Die Manganiyars - ein kleines Porträt
Die Manganiyars sind eine Kaste muslimischer Musiker, die in den Wüsten von Rajasthan lebt. Ihre Mitglieder gehören sowohl hinduistischen als auch islamischen Glaubensgemeinschaften an. Sie singen Lieder über hinduistische und muslimische Götter und wenden sich zugleich auch an den christlichen Gott.
Diese Tradition beruht darauf, dass die Manganiyars ihre Kunst wechselnden Schutzpatronen widmeten: von den Königen bis hin zu einfachen Bauern, je nachdem, wer ihnen eine Mahlzeit vergönnte. Sie singen neben Balladen über ihre Könige auch Lieder zu unterschiedlichen Anlässen wie Geburt, Taufe Hochzeit bis hin zur Ernte oder wenden sich der mystischen Sufi-Poesie zu. Es ist anzunehmen, dass die Wurzeln der klassischen indischen Musik in der reichhaltigen, komplexen und traditionellen Balladenmusik der Manganiyars zu finden sind. Die Gesänge ähneln in ihrer Art denen spanischer Flamenco-Sänger.
Das Konzert in Halle
Normalerweise treten die Manganiyars in einer kleinen Gruppe bestehend aus fünf oder sechs Musikern auf. In der "Manganiyar-Verführung" jedoch wirken 42 Musiker als ein Orchester zusammen und kreieren eine zeitgenössische Musikstruktur, die auf ihren ursprünglichen Liedern basiert.

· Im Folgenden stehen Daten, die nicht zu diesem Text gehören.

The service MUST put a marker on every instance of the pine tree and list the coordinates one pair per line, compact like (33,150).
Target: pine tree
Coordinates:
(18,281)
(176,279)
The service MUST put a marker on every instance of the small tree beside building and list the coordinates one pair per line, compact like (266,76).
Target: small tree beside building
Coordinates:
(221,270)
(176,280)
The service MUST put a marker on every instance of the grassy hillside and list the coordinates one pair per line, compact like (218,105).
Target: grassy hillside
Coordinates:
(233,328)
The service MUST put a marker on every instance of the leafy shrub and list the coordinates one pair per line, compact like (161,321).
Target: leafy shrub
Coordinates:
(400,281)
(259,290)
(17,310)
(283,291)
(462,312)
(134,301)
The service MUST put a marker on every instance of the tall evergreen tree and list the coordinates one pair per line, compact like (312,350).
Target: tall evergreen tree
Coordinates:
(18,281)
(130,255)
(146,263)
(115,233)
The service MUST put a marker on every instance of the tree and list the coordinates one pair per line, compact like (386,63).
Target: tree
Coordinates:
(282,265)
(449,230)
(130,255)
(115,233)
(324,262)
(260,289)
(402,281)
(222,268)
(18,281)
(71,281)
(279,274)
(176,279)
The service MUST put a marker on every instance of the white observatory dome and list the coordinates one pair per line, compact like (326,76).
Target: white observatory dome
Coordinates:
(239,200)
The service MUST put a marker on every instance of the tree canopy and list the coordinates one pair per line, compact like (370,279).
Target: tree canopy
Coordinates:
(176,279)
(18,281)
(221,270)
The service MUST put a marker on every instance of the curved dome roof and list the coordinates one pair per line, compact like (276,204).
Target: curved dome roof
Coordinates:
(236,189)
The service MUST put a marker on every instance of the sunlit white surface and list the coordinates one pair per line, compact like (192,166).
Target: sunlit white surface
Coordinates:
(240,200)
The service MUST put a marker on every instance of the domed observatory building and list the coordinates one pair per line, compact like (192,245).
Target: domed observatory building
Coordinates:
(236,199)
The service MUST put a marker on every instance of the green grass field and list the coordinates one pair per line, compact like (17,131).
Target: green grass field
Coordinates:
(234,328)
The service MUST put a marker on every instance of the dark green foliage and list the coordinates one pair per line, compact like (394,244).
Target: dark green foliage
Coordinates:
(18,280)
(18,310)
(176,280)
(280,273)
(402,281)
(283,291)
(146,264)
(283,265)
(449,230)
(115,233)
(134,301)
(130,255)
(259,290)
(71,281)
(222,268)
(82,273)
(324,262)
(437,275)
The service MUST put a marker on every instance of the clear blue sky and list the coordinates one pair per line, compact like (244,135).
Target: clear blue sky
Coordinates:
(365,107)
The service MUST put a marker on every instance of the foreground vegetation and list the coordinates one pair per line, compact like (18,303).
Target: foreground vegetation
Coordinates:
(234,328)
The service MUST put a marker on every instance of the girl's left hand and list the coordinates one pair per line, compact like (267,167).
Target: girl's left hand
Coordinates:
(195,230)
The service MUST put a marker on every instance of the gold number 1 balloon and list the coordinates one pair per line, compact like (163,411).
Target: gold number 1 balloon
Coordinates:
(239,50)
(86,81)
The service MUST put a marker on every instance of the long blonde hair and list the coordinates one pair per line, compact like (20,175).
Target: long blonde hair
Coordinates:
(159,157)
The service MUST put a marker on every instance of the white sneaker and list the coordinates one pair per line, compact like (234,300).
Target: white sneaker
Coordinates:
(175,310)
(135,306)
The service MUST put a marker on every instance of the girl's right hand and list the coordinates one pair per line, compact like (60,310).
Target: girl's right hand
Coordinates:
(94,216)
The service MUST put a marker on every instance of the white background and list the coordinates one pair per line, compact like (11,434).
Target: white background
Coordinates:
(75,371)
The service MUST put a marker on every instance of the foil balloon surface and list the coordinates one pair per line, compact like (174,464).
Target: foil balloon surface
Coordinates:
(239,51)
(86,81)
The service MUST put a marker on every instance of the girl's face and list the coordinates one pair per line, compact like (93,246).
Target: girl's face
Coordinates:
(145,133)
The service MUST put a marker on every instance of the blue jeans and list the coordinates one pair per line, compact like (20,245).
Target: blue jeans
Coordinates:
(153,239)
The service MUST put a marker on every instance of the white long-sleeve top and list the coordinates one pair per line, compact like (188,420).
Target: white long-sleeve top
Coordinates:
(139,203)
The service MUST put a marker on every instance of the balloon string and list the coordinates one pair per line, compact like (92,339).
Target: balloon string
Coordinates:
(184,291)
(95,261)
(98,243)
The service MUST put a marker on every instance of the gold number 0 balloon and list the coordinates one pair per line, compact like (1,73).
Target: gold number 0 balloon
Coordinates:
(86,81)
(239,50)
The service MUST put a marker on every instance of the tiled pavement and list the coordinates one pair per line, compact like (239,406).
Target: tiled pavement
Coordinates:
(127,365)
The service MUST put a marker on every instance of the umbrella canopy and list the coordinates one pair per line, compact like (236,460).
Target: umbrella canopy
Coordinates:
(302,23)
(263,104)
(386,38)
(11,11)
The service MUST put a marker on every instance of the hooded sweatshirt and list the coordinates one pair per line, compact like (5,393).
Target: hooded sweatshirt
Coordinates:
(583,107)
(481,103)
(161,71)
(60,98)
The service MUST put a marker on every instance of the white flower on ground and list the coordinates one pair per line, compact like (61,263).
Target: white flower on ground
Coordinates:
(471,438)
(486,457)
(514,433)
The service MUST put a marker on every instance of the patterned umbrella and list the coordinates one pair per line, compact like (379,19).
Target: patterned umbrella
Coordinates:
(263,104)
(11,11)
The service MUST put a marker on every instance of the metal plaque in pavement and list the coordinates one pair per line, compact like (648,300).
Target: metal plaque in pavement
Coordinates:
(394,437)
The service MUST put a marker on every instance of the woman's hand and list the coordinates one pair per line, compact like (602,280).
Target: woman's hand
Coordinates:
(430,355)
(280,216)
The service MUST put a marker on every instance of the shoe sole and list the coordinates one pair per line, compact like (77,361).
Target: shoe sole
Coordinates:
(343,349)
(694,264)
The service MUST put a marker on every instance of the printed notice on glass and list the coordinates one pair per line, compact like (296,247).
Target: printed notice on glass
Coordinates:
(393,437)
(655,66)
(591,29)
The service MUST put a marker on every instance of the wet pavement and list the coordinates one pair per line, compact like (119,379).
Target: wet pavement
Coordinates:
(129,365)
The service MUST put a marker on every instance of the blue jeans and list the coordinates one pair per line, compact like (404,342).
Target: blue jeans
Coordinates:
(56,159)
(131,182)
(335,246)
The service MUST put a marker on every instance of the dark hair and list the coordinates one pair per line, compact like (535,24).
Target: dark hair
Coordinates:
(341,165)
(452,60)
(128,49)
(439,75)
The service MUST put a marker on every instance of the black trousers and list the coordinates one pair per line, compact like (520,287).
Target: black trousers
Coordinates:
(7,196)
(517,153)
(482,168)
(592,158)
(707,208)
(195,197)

In einem zweimonatigen Workshop von Roysten Abel wurde mit dieser neuen Spielform experimentiert. Eine grundlegende Komposition sowie vier weitere komplexe Kompositionen wurden ausgewählt und daraus ein neues, einstündiges Konzert zusammenzufügen. Die Musik der Manganiyars vereinigt sich mit den visuellen Verführungen des Amsterdamer Rotlichtviertels zu einer schillernden Szenerie. Auf verschiedenen Ebenen werden Miniaturen der indischen Mogule und die königliche Architektur Rajasthans in das Spiel einbezogen. 60 Musiker sitzen in vierzig Kabinen mit roten Vorhängen, die in vier horizontalen Reihen übereinander aufgetürmt sind.
Zu Beginn des Konzert ist nur eine einzige Kabine beleuchtet, aus der der erste Sänger sein Lied anstimmt. Nach und nach leuchten immer mehr Kabinen aus der Dunkelheit auf, ein dramatisch-erstaunlicher Aufbau eines Gesamtgefüges aus Musikinstrumenten und Stimmen von jungen Männern, Frauen, Kindern und den Ältesten der Gemeinde der Manganiyars beginnt. Die Manganiyars verführen in eine Welt, die weitab der unseren, aber auch ihrer eigenen liegt. Das Theater wird zu Musik, die uns die Manganiyars auf eine völlig neue Weise erleben lassen. Es ist keine Musik mehr, die normalerweise im Theater zu sehen ist.
Der Macher der Truppe - Roysten Abel
Roysten Abel stammt aus einer wohlhabenden christlichen Familie aus Kerala in Südindien. Während der Schulzeit an der Good Shepherd International School in Ooty schrieb er Theaterstücke und führte Regie. Er studierte zunächst Wirtschaft und wechselte dann zur National School of Drama in Delhi, absolvierte nach dem Examen 1994 bei der Royal Shakespeare Company seine Lehrzeit und gründete 1995 seine "Indian Shakespeare Company".
Seine frühen Arbeiten (Der Kaufmann von Venedig, Maß für Maß, Macbeth) setzen den Text unmittelbar um und arbeiten gesellschaftspolitische Konflikte heraus. Die Schauspieler ergründen die großen Emotionen und die Sprachvielfalt im Originaltext.
In Abels späteren Werken (Othello – a Play in Black and White, Romeo and Juliet in Technicolor, Goodbye Desdemona) bringen die Schauspieler sich selbst und ihre eigene Gefühlswelt in die Spielvorlagen ein. Dabei nutzen sie eine Bandbreite von Techniken, angefangen beim traditionellen Kathakali Theater bis hin zum populären "Bombay-Stil" der Filmschauspieler. Abels experimentelles Theater setzt die Wahrhaftigkeit des Schauspielers in Bezug zur ihn umgebenden Wirklichkeit, ohne den größeren Zusammenhang der Shakespeare-Welt zu vernachlässigen. In Abels jüngsten Arbeiten verschiebt sich während der Aufführung der Fokus vom Schauspieler auf den Nicht- Schauspieler; aus dem Vorspielen wird ein situationsgebundenes Nicht-Spielen. Dabei arbeitet er mit Schlangenbeschwörern, Zauberern, Gauklern, Akrobaten, Musikern und Puppenspielern.